Maldita mala! Era obstinada esta mulher. Sempre fora assim! Toda a vida saltitando entre pequenas obsessões. Ora lia desenfreadamente um livro, ora ouvia repetidamente o mesmo disco, ora pintava, ora cosia, ora… Maldita mala! Só a ele não aparecia mala nenhuma!
Os dias iam passando como peças de tetris mal encaixadas que se acumulam até ao limite. Deambulava durante horas na certeza de não querer voltar para casa, mas sabendo também que a nenhum outro lugar pertencia. Que mania esta de eternamente procurarmos saber onde pertencemos, de onde vimos, quem somos? A inquietude de uma constante busca de significados ou de estes lhe serem exigidos.

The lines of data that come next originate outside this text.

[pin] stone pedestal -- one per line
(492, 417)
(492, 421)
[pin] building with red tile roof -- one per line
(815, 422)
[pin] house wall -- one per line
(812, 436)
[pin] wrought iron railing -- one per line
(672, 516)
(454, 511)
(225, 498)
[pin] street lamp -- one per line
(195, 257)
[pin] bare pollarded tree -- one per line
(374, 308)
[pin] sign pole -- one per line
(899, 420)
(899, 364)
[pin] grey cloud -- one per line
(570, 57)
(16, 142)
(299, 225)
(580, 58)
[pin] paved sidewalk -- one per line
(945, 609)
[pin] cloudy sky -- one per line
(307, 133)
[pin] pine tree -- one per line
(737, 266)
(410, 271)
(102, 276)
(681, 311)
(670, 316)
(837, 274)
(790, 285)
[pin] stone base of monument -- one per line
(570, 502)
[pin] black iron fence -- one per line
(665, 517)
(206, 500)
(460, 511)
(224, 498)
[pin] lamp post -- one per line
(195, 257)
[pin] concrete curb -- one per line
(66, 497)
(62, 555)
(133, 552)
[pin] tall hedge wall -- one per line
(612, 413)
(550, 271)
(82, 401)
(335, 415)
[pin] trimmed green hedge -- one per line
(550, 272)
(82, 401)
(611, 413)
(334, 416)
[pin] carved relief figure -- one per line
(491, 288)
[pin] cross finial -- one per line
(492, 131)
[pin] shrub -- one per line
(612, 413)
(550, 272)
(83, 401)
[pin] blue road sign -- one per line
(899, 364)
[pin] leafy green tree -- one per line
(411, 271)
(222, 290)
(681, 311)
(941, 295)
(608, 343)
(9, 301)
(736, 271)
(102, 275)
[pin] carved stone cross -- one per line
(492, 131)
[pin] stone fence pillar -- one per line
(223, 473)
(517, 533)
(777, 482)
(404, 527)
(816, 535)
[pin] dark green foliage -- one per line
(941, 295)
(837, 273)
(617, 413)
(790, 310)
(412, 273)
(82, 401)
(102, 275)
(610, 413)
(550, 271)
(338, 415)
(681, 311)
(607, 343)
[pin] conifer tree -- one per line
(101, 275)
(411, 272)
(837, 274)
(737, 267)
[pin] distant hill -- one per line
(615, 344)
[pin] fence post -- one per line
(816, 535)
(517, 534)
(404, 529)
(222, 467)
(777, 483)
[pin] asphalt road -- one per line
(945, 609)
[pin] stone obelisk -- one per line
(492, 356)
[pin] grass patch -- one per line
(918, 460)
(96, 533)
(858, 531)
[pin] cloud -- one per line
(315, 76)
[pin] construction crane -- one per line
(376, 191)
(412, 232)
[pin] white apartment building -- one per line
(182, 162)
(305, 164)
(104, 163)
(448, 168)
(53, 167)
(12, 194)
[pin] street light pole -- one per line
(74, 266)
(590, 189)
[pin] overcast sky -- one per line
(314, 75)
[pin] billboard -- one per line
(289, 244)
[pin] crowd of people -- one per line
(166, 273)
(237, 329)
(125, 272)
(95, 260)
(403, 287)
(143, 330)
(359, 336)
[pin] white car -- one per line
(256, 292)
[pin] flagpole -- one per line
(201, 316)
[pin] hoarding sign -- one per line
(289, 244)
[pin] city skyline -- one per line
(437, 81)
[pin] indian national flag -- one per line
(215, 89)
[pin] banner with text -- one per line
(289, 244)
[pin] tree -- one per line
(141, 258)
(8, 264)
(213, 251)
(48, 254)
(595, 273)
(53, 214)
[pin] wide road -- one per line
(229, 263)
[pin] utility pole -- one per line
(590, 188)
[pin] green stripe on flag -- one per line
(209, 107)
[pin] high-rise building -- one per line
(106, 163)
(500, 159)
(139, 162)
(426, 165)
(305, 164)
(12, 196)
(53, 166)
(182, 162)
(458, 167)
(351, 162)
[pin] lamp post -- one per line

Seria tudo tão simples se a vida pudesse ser vivida tranquilamente na rotina do acomodado, que na monotonia é feliz. Porque teria de ser assim tão negativo, não ter ambições, não saber o que se quer? Não seria a escolha de dominar cada um dos seus dias um acto de extrema inteligência? Não. A toda a hora os inquietos sonhadores lhe atribuíam sonhos que não tinha, preocupações que não eram suas e ambições que nunca sentira. Estava farto. Deveria, certamente, agradecer ao seu excelentíssimo sogro Miguel a proeza de ter criado uma filha inquieta, que exige a seu lado um homem quase tão capaz como o seu pai!
Tantas perguntas assombravam João e nenhuma resposta tinha. Nunca tivera. Como poderia ter agora? Sabia que não era feliz e desconhecia o que era preciso para o ser.
Estaria doente? Acabaria como a sua sogra dando à costa de uma qualquer praia?
Instantaneamente imaginou-se em frente ao mar…
A brisa a acarinhar-lhe os cabelos e as pequenas ondas a refrescarem-lhe os já arrefecidos pés. O sol, ao longe, a pôr-se, fugindo envergonhado do que ali estaria prestes a acontecer.
Fotografia © Teresa Madeira 
Lentamente, vê-se a iniciar a caminhada mergulhando os pés e todo o corpo na água gelada. Sente prazer no frio que lhe trava a respiração porque é no castigo e na dor que se revê. Imagina-se a ser levado pelas águas que sem demora o embrulham em ondas poderosas e que contra as rochas o irão chicotear. Por instantes, flashes da sua vida começam a desfilar como se de um filme se tratasse. Flashes de um casamento que já foi feliz, de jantares onde gargalhadas e sorrisos saciavam o coração, fazendo esquecer a comida na mesa. Começa a ser enrolado pelas ondas, engolindo água…
“Não! Não quero morrer assim! Mais depressa espetaria com um tiro!”
Que raio se teria passado na cabeça de Gabriela para acabar com a vida desta maneira? Seria afinal esta obsessão de Sofia aceitável?
Sofia…
A eloquência do sonho atordoara-o do motivo principal que o levara até ali… Sofia.
E uma raiva daquelas que nos rasgam o estômago, como quem rompe caixas mal embrulhadas em fita-cola. Um calor daqueles que nos sai pelos olhos e volta a entrar pelas narinas até ao estômago já rasgado. Um arrepiar de pelo, como gato ameaçado no seu território, nos seus direitos, nas suas necessidades! A revolta do desinteresse, da indiferença que ele não suportava mais, cresceu de tal forma que tomou conta dele.
Olhou para a mala…. Maldita mala! Quanto tempo demoraria ler aquilo tudo? Quanto tempo teria ele de esperar por um pouco de atenção? Como podia algo que não existia até então, num repente passar a ser o centro das suas vidas? Como poderia a morte sobrepor-se à vida?
A mala ilustrava agora, para João, o epicentro de todos os seus problemas. A raiva instalou-se, a raiva cresceu e a raiva ganhou. Furioso abriu-a, tirou uma carta, meteu-a no bolso do casaco e saiu porta fora…

Teresa Madeira

6 comentários:

  1. Escrita bem construída a par de um seguimento da história que nos deixa com vontade de quero mais. Gostei especialmente de ter um pouco da visão das coisas por parte do marido de Sofia.
    Parabéns, Teresa!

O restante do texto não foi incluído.